Hamilton served for five years as Mayor Peter Corroon's public works director and most recently as his chief administrative officer. Corroon's former Deputy Mayor Karen Okabe will serve as the library's deputy director.

"My plans are to open honest communication with the employees to try to bring the employees and board and the management together," Hamilton said moments after her appointment was approved in an 8-0 vote by the Library Board.

She will serve 75 percent of her time conducting library business and 25 percent assisting county government. Together with Okabe, the new team will earn a combined $160,000 salary.

Hamilton, who does not have a librarian background, will serve only as interim director, according to board president Kevin Werner. The Library Board will conduct a national search for a new full-time director and hopes to make a hire by late 2012. Werner says Hamilton will not be a candidate for that job.

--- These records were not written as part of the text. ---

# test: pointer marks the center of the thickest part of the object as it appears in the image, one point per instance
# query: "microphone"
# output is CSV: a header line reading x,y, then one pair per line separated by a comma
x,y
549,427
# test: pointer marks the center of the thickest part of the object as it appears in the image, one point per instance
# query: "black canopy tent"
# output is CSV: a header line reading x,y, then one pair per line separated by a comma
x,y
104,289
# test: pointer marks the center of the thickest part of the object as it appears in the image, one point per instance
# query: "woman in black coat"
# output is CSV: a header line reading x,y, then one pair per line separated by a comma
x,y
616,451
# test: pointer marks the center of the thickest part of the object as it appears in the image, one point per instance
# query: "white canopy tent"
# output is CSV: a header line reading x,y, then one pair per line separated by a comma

Hamilton replaces Beth Elder, who resigned Oct. 28 in a hastily called meeting, saying it was time to remove herself from the "hot seat" after being a "lightning rod of controversy." Over three years, Elder's robotic management style and top-down policy changes alienated employees and the library's nonprofit fundraising arm to the point of dysfunction. She received a $25,000 lump-sum payment and six months pay with benefits as severance.

Werner says two candidates were interviewed as Elder's temporary replacement, noting Hamilton came "highly regarded from a number of quarters."

"The big thing is sort of rebuilding trust and opening communication," he said. Werner downplayed Hamilton's lack of a library background, saying programming, circulation and computer usage is not what the award-winning library lacks. "Our issues that we have are more organizational," he said. "That's what we recruited for."

Curt and sometimes prickly with the news media, Hamilton nonetheless comes to the job highly endorsed by Corroon.

"Linda Hamilton is a skilled administrator and influential leader for Salt Lake County," Corroon said in a statement late Thursday. "She's proven very capable at dealing with challenging circumstances. And I believe a time-sharing agreement, allowing her to spend a significant amount of her time working at the Salt Lake City Library is advantageous to both Salt Lake City and Salt Lake County."

Mark Alvarez, a Library Board member who frequently was critical of Elder and the library's loyalty to her in the face of a near mutiny, praised the move to hire Hamilton.

"She's a listener, not a micro manager," he said. "She'll let library employees shine the way they're supposed to shine."

Hamilton notes her first task will be to meet employees and managers to identify pressing problems. She also will oversee a performance audit conducted by the city designed to review the libraries personnel policies and procedures.

"I'm very optimistic and excited," said Mark Ewing, president of the Library Employee Organization. "I'm more optimistic than I have been in a while."